When I first read this was an option I dismissed it as a car configuration, but when I saw it again recently I realized it actually eliminates all the headache of how hard it is to effectively fuse the small loads like contactors and relays off the giant 48v bank. I can run it all off basically a car battery and then no one can laugh at me for using automotive fuses! Ok well they can laugh but they can't correct me.
 
With the smaller gauge wiring required for contactor coils and display modules, BMS power etc, automotive fuses are fine. (same for BMS sense wires if you fuse them).

If you want to confirm it’s simple to rig a test circuit with a fuse to see for yourself.

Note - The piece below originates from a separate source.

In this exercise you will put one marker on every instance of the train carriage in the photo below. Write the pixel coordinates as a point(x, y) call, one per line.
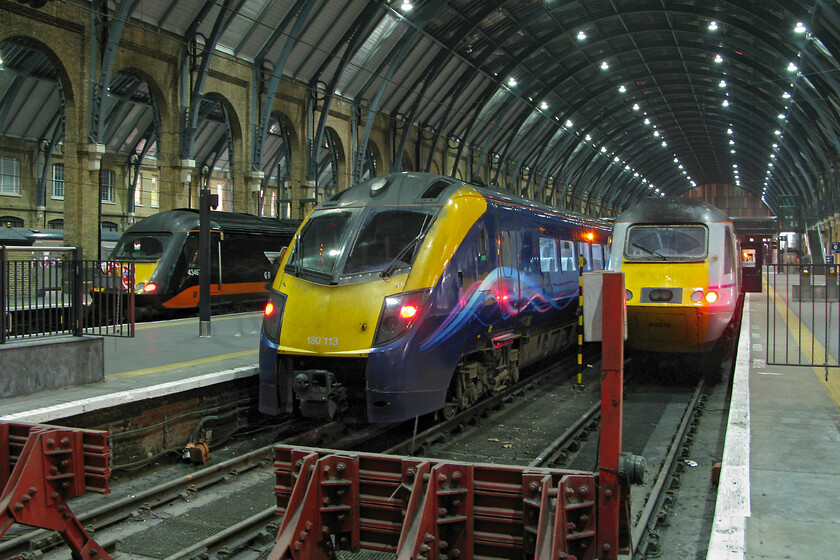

On one of my systems i use an AC/DC transformer (wall wart) to power the BMS display. That may be an option for you if your inverter is always on.
 
Yeah I figured there's some more complexity to the reality of small fuses and wires.

But I have a suitable battery laying around anyway, and a battery tender that I can leave plugged into an outlet on the inverter's output. The more I think about it the more I like it.
 
And now I'm considering using an auxiliary 12v lead acid battery to power the BMS controls.
I just used a DC to DC converter that comes off my pack at 53 volts and powers my Orion Jr BMS, contactor and other 12 volt peripherals. I agree with the point in the title that it is sometimes hard to get past the EV terms and functionality with Orion. However I have been using it for seven years and it is bullet proof and the voltage and SOC estimates are very acurate compared to my SolArk. The Orion Jr is much simpler and offers connectivity to my SolArk which the bigger unit does not.
 
But I have a suitable battery laying around anyway, and a battery tender that I can leave plugged into an outlet on the inverter's output. The more I think about it the more I like it.
The advantage of this is if your BMS disconnects the load you will still be able to see the display. I did have this setup for a while, but then i needed the battery for my lawn mower so replaced it with the transformer.
 
Extra advantage found: The Orion can zero out it's hall effect sensor calibration on startup, but only if it's on a separate power supply so that the battery bank draw is truly zero.

And the simple LED SOC display accessory from Orion is 12v only.